How does SAFE protect whistleblowers?

The cost is not monitoring all routers though, there is no MiTM attack in MaidSafe. The cost will be monitoring all routers etc. plus creating a huge amount of nodes (we can calculate that figure I think to be 25% of all nodes, give or take). This would be to randomly get a node near an existing node (not a group as a single node is enough for this attack).

Interesting to look more at Tor and i2p, so the connection you first make to a relay node has to be trusted I think. Then i2p carries your ip address all the way along by the looks of that to. I may be wrong here, so happy to know more. If the first connection does not need to be trusted then we should dive deep into that and see why, it could be very beneficial for sure. I cannot see how right now, but very interested to see.

If store requests were encrypted in SAFE to the Data Managers then it would evade all of this from as far as I can see, but I need to think more about that. Then it would be possible to mask even stores for known data. This could take a few shapes like direct N + P messages to the DM nodes. Then if routed via nodes with random size parts of the data, it would become near impossible to detect. I have not thought too deeply, but this is the kind of thing we love in house. Its an issue, but I don’t see it as a huge issue so far. Could prove a really nice addition though as randomising MaidManager types to route N+P type data t data managers who could then assemble back to a chunk whilst having no knowledge of the uploader could be possible.

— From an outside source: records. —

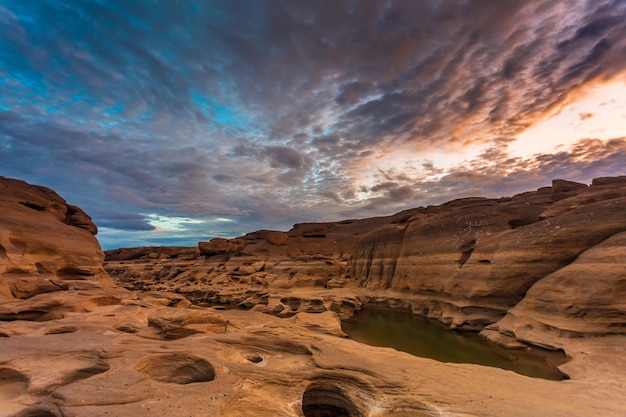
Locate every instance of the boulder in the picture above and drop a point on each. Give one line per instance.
(45, 244)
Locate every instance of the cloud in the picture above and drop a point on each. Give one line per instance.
(273, 111)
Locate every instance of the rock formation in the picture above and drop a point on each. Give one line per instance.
(45, 244)
(73, 344)
(466, 263)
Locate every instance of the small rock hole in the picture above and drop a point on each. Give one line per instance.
(326, 400)
(255, 358)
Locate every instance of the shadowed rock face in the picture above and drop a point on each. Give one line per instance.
(76, 347)
(45, 244)
(466, 262)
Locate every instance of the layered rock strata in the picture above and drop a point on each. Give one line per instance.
(87, 348)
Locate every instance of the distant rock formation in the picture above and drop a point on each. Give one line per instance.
(473, 259)
(45, 244)
(466, 263)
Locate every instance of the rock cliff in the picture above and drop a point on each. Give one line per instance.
(45, 244)
(73, 344)
(474, 259)
(466, 263)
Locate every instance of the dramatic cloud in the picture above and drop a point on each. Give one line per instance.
(171, 122)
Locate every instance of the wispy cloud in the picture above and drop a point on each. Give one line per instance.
(270, 112)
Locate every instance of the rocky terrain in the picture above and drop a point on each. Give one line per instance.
(546, 268)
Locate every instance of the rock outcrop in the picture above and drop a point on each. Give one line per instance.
(45, 244)
(466, 263)
(91, 349)
(474, 259)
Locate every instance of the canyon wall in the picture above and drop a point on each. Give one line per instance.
(473, 259)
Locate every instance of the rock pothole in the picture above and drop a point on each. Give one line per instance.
(12, 383)
(254, 358)
(328, 400)
(177, 368)
(40, 411)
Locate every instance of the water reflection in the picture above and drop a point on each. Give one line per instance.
(430, 339)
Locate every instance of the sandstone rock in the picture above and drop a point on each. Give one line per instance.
(219, 246)
(88, 350)
(326, 322)
(45, 244)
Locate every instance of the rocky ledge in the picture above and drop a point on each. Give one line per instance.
(521, 269)
(74, 344)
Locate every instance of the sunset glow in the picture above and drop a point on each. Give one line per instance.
(160, 119)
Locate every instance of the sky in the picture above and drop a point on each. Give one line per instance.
(172, 122)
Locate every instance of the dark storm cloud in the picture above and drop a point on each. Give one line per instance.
(258, 110)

As we do not reward on PUTs for tokens then this is possible. Good one for the Attacks section of SystemDocs for sure. I will try and add it this weekend and we can analyse it during roll out. Could have ramifications on upload caps if done very securely though, interesting angle. These chunks could be more expensive so paid in an anonymous currency perhaps :slight_smile: Just an idea. Brainstorming here for sure.

The answer is no. It’s not safe enough for most whistleblowers at this time. It does depend on how sophisticated the attacker is. I don’t think it’s safe enough to protect someone from the NSA.

I don’t think it’s safe enough to protect someone like Snowden. I think we are years away (and lots of auditing) before you can make statements like that.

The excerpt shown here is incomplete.